My wellies are leaking. This is life-threatening, plodging about the croft, the paths turning to streams and the stream a roaring torrent. I'm reduced to my spare wellies, because I took my good ones with me when I went with our local peace group to Faslane military base to protest against Trident. In the fun and games, one of them inadvertently ended up on the other side of the fence. As they do. So I'm reduced to the wellies I got for Christmas, the ones with pink flowers on. They are very pretty but not built to withstand the rigours of croft life.

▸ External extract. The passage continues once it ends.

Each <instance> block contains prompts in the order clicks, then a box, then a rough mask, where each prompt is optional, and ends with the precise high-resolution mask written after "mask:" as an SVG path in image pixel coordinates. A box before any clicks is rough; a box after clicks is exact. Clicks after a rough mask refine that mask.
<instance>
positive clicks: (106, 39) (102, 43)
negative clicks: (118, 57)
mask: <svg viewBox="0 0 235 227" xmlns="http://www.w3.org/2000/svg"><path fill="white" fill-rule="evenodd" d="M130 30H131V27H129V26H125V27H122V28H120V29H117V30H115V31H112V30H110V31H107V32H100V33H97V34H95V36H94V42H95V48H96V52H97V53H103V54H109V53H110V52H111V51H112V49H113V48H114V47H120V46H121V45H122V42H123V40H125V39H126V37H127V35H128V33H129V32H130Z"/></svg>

The library van came this morning. It's one of those odd rituals of life here: a precious dose of literature. I have still not perfected the skill of speed browsing, sore needed to make the most of the 10 minutes we get when the big buttercup van halts at the top of the brae. Each time I'm the last one on the bus and the driver/librarian tries not to be too obvious about me keeping him hanging on, as I scour the shelves greedily for that book I just might be missing, the one that certainly won't be there in three weeks time. It's now or never. Sometimes I spot it. Today it's The Cloudspotter's Guide by Gavin Prettor-Pinney, a meteorologically-fitting find. Last time it was Jay Griffith's Wild. Often the van splashes off down the road to Stoer with its hidden gem still secreted over the back wheel somewhere. The service, which used to be fortnightly, has been cut to once every three weeks, despite this being Highland Year of Culture. Much beating of chests and wailing of sorrow. Fortunately, there is the Scottish Poetry Library, which sends me treasure by post for a modest annual fee. Bless.
The post arrived at the same time as the library, and the wee strawberry red postie van squeezed with a smiling wave past the big library van. Our little blue boat bobbed on the loch. It's just like a kids' cartoon, only wetter. Much wetter. I wish someone would draw in the sun. Maybe the Cloudspotter's Guide will give a hint as to how long the rain will go on.